六畳一間の魔王さまの日本侵略日記

 魔王が番台で受付をしていると、ご近所さんがお風呂に入りにきました。

「登呂さん、不審者騒ぎは解決したらしいれ。えがったなぁ」
「おお、そうか。なら今日からは安心して散歩できるのう。ケルベロスが外を歩けなくて退屈そうにしておったからの」
「ははは。ベロちゃんもおさんぽできて嬉しいだろうね」

 入湯料をカウンターに置いて、脱衣所にはいっていきました。
 10時に銭湯を開けて一時間も経っていないないのに、次々と人が来ます。

 昼前には同じ町内の、小田さんとこの子が背の高い男を連れてやってきました。

「登呂さんこんにちは。大人ふたり入浴と、タオル2枚お願いしまーす!」
「うむ。大人ふたり、タオル2枚で1600円だ」
「はい」

 小田はのどかの湯と印刷されたタオルを受け取ります。ピコハン片手にぼーっとしていた青年に声をかけます。

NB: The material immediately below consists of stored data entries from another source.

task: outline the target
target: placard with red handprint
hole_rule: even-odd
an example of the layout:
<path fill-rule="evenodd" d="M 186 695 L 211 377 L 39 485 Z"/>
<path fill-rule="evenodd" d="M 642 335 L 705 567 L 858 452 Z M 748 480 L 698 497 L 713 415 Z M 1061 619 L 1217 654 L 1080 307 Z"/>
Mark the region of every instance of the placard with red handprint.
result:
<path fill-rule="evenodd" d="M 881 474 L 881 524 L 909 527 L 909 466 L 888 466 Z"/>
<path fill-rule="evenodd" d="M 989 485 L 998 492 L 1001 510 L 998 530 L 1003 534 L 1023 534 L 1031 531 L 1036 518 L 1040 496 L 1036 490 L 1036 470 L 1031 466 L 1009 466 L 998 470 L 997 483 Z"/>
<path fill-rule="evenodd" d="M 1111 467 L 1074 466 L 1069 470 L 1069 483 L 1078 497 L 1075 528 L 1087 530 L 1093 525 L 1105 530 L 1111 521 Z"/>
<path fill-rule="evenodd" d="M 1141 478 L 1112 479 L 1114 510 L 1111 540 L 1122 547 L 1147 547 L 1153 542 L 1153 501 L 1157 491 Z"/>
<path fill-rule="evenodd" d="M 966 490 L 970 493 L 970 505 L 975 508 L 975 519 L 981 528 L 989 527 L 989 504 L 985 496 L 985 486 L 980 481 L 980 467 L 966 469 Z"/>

「ユウさん、ほら入って入って。後ろがつっかえてます」
「こ、これが、大衆浴場というものか」
「あっちにはないんですか」
「ないな。川で行水をしていた」
「冷たそうだ」
「心頭滅却すれば火もまたすずし……冬期の行水も慣れればどうということはない」
「うわー、僕には真似できないや」

 不思議な会話をしながら脱衣所に入っていきます。
 これまでアヒルのおもちゃを持って入りたがる子はいましたが、ピコハン片手に風呂に入る大人は初めてです。
 何に使うのか皆目検討もつきません。

「ふむ。儂が知らないだけで、人間には色々いるのだな」
『魔王さま! もしかしたらきやつは隙をついて魔王さまの首を取るつもりなのでは!? 危険です!』
「おもちゃでか。考えすぎだろう」
『爺にはわかります。あれは魔王さまを狙うワルモノです! たぶん! もしかしたら!』

 爺やは妄想が暴走して、おもちゃを持ち歩いている人すらヒットマンに見えているようです。

「あぅあぅあ〜」
「リュウ。お腹が空いたのか。今ミルクを用意するからの」
『真剣に聞いてください魔王さま! 今すぐ爺をここから出してください! 爺が本気を出せばアヤツをけちょんけちょんにーー!!』

 爺やのアツい語りを吹き飛ばす勢いで、ケンとショウが飛び込んできました。今日はショウのお父さんと一緒です。

「トロー! 来てやったぞー!」
「トロさんきたよー!」
「こんにちは。大人ひとり、幼児ふたりお願いします」
「まいど。1300円だ」

 ショウのお父さんがお金を払っている間に子どもたちは脱衣場に駆け込んでいきます。

「あ! こないだのわるいやつだ! やっちゃうぞショウ!」
「そうだね! やっちゃおケンちゃん!」

 水鉄砲を噴射する音と何か投げる音、それから青年の悲鳴が銭湯に響き渡るのでした。